Expenditure is not more than revenue, creating a fiscal space, Kumar said, adding that a fiscal space of 1-1.5% of the GDP will be significant enough to drive demand.
Kumar said, "Given the very smart rise in our revenues, and given that the expenditures have not risen by as much in the last year."
He added, "I think you will see that all the fiscal space, again I repeat myself will be significant. I would even put a number to it, I think you will get an extra fiscal space of, let us say, about 1-1.50 percent of GDP, and that I think, is a significant number in the government's coffers to try and ramp up demand, especially investment demand."
Given the very smart rise in our revenues, and given that the expenditures have not risen by as much in the last year, I think, the government has significant fiscal space at this point of time and this can be used both for some cleaning up of the government balance sheets and some debts etc.

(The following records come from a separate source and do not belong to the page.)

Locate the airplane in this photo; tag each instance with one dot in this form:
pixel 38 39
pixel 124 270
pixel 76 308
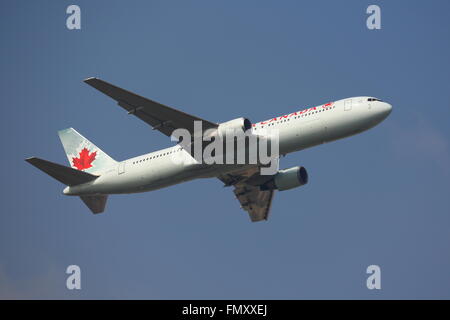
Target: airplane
pixel 93 175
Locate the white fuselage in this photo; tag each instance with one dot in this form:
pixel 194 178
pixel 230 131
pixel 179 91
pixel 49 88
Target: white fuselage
pixel 298 130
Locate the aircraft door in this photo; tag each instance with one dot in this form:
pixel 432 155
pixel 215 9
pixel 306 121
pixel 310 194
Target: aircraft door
pixel 121 168
pixel 348 105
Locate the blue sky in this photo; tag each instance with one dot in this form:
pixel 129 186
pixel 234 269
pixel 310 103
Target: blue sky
pixel 377 198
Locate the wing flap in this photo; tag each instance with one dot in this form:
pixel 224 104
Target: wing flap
pixel 160 117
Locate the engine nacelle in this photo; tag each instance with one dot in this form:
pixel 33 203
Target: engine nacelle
pixel 287 179
pixel 236 125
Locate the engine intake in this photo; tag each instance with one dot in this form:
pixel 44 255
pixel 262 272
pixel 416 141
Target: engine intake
pixel 287 179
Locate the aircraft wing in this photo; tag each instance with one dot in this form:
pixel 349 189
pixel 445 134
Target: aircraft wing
pixel 253 200
pixel 158 116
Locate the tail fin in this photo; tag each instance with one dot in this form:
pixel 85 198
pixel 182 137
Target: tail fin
pixel 95 203
pixel 66 175
pixel 83 154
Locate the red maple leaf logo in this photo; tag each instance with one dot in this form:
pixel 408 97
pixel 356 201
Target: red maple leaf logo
pixel 84 159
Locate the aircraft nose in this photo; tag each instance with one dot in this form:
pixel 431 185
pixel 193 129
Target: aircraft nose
pixel 385 109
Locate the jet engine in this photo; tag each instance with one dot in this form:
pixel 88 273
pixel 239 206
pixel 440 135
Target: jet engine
pixel 287 179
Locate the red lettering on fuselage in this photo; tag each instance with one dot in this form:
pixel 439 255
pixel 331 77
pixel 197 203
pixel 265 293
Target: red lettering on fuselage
pixel 327 105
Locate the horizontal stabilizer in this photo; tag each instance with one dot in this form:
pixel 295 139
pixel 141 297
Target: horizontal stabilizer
pixel 95 203
pixel 66 175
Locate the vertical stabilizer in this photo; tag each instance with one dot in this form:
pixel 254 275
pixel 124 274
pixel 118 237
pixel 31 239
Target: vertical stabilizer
pixel 84 155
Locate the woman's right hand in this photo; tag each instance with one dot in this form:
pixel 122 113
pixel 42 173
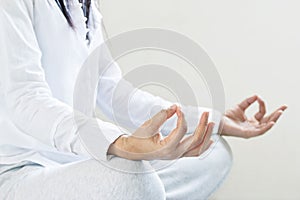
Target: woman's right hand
pixel 148 144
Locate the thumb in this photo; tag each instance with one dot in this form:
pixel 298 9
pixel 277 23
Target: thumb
pixel 151 126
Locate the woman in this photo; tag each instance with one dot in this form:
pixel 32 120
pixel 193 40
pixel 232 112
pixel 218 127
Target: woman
pixel 42 156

He said, "I think, the government has significant fiscal space at this point of time and this can be used both for some cleaning up of the government balance sheets and some debts etc."
On the heels of Air India privatisation, the NITI Aayog vice-chairman said he expects further privatisations this year, as there is a long list of suitable candidates. He said the sale of Neelachal Ispatl Nigam to Tata Long Steel Products was a significant divestment, but added that the government may not be able to fully meet its target for divestment, though the process is underway.